A Itália, um dos países mais afetados pela pandemia de coronavírus, agora abriga a maior concentração de entusiastas de criptomoedas. A informação foi revelada em uma pesquisa realizada pela unidade europeia da bitFlyer, uma corretora de criptomoedas.
A pesquisa, que contou com a participação de 10.000 clientes em dez países europeus, indicou uma crescente confiança no continente na continuidade das criptomoedas na próxima década.

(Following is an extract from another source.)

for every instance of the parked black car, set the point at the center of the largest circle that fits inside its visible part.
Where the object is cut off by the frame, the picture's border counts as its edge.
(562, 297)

Notavelmente, a pesquisa foi realizada em março, mês em que as criptomoedas e outros ativos tradicionais enfrentaram uma forte queda.
66% acreditam na continuidade das criptomoedas até 2020
Apesar disso, cerca de 66% do total de pessoas entrevistadas se declararam crentes em criptomoedas, afirmando que elas permanecerão relevantes em 2030. O relatório de confiança divulgado hoje indica um aumento de 3% em relação ao relatório anterior, realizado em março do ano passado.
Além disso, cerca de nove por cento dos europeus estão confiantes dent que Bitcoin , a maior criptomoeda, será aceito como outra forma de moeda na sociedade até 2030. Apenas oito por cento votaram a favor dessa hipótese na pesquisa do ano passado, segundo o relatório.
Outros nove por cento dosdentacreditam que Bitcoin será adotado como ativo de investimento ou valor mobiliário. No entanto, 25% ainda não conseguem afirmar com certeza como a criptomoeda será usada no futuro, embora acreditem que ela continuará a existir.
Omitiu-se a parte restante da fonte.